This book draws on the latest scholarship and archival research to examine the story of the Soviet Union and race. It looks at how the Soviet Union's antiracist campaigns attracted interest from Black radicals, activists, and intellectuals and how many of these individuals sought to experience the Soviet Union firsthand because of the Soviet claims to racial egalitarianism and Moscow's stated support for the movements for racial justice and anticolonialism.

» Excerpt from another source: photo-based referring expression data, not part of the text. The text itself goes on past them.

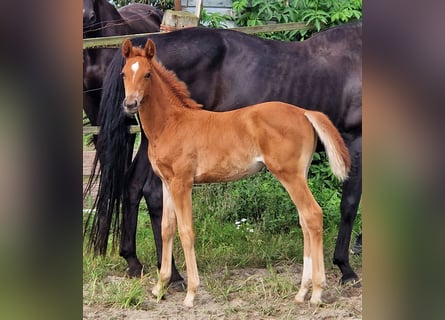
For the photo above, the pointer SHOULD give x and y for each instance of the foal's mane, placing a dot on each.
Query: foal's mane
(177, 87)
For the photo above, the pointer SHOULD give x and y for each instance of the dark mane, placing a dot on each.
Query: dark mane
(178, 87)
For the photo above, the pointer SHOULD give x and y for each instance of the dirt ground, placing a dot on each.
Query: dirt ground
(258, 302)
(247, 293)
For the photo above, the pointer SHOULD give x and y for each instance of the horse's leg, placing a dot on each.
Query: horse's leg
(352, 190)
(311, 220)
(181, 195)
(153, 195)
(168, 232)
(135, 179)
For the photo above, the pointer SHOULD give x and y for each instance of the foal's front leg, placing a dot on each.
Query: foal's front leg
(181, 194)
(168, 232)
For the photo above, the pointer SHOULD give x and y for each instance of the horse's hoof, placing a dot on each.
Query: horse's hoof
(177, 286)
(135, 270)
(188, 301)
(349, 278)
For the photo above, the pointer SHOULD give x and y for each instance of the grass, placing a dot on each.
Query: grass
(246, 224)
(223, 243)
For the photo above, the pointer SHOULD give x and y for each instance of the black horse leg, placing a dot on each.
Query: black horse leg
(153, 195)
(352, 190)
(135, 180)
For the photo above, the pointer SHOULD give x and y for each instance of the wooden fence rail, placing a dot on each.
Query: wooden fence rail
(116, 41)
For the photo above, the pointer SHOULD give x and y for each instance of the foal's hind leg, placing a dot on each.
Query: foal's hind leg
(168, 232)
(311, 220)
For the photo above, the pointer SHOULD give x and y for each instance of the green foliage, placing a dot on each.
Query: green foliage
(214, 19)
(319, 13)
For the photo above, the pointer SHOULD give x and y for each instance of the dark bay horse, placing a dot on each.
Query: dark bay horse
(102, 19)
(226, 70)
(186, 148)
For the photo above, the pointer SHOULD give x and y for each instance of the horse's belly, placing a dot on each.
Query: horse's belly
(226, 171)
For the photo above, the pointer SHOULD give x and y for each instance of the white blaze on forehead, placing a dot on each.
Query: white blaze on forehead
(135, 66)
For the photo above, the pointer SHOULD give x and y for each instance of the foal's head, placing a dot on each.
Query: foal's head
(136, 73)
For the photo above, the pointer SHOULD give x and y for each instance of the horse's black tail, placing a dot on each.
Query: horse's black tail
(114, 148)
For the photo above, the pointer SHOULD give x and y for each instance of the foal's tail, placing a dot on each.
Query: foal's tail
(335, 147)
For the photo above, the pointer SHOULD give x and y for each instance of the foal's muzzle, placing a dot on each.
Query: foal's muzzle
(131, 107)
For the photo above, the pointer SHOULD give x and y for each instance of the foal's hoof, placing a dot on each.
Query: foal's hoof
(177, 286)
(135, 270)
(158, 292)
(188, 301)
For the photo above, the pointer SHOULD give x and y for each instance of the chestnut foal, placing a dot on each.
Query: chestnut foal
(191, 145)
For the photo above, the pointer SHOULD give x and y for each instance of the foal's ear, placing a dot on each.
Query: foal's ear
(150, 49)
(127, 48)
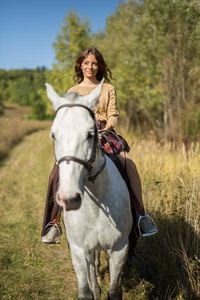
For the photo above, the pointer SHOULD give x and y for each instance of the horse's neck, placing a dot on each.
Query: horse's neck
(104, 178)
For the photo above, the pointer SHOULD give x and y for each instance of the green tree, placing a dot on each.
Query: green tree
(73, 37)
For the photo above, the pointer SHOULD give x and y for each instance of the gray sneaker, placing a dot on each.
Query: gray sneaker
(146, 226)
(53, 231)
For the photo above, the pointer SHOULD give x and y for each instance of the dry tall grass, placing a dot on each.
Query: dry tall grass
(168, 264)
(14, 125)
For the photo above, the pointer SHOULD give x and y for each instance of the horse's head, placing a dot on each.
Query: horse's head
(75, 136)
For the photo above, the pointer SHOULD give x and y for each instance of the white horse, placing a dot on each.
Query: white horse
(96, 201)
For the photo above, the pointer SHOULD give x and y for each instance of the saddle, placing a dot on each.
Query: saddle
(112, 144)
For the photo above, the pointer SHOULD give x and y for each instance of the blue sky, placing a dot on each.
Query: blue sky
(29, 27)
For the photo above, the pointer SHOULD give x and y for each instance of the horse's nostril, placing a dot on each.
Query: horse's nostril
(72, 203)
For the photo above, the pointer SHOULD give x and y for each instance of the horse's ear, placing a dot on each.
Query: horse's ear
(53, 96)
(91, 99)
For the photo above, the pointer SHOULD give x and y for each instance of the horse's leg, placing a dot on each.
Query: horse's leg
(97, 262)
(116, 263)
(95, 286)
(81, 268)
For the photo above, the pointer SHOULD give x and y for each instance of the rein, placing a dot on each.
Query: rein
(86, 164)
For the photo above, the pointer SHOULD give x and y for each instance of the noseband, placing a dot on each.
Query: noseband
(86, 164)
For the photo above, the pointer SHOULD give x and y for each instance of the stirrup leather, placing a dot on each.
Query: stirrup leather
(139, 221)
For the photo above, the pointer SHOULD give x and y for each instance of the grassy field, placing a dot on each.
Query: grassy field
(14, 126)
(167, 265)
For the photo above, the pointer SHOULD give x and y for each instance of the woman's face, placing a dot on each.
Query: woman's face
(89, 66)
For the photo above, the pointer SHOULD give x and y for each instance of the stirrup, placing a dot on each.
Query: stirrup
(147, 234)
(51, 224)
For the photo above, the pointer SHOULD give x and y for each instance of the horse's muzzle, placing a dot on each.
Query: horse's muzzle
(71, 203)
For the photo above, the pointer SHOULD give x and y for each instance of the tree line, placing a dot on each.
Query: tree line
(152, 48)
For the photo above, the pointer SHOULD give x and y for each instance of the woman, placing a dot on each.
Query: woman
(90, 69)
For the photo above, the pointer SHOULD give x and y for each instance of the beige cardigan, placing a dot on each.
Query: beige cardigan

Maxim Matusevich places special emphasis on the promises and unresolved dilemmas of Soviet internationalism and official antiracism, as well as their complicated legacy in the post-Soviet period. Black Encounters with the Soviet Union makes extensive use of individual case studies, including luminaries like Claude McKay, Langston Hughes, Paul Robeson, Angela Davis and W.E.B. Du Bois, to identify the points of contact and the inherent tensions between ideological aspirations and the pragmatic demands of foreign policy. Furthermore, the book brings attention to the impact of Soviet antiracism on the Soviet society, where it functioned both as a vehicle of ideological conditioning and, somewhat counterintuitively, of cultural and political subversion.
List of Illustrations
Introduction: Are the Russians Even White?
1. Buoyed by the Rising Tide of Color: Revolutionary Anti-Racism and Black Sojourns in the Prewar Soviet Union
2. A Love Story: Paul Robeson and the Soviet Union
3. The Black Atlantic and the Iron Curtain: African Students as Soviet Moderns
4. Freedom is a Constant Struggle: Angela Davis as a Soviet Icon
5. Closing the Circle: Do Black Lives Matter in post-Soviet Spaces?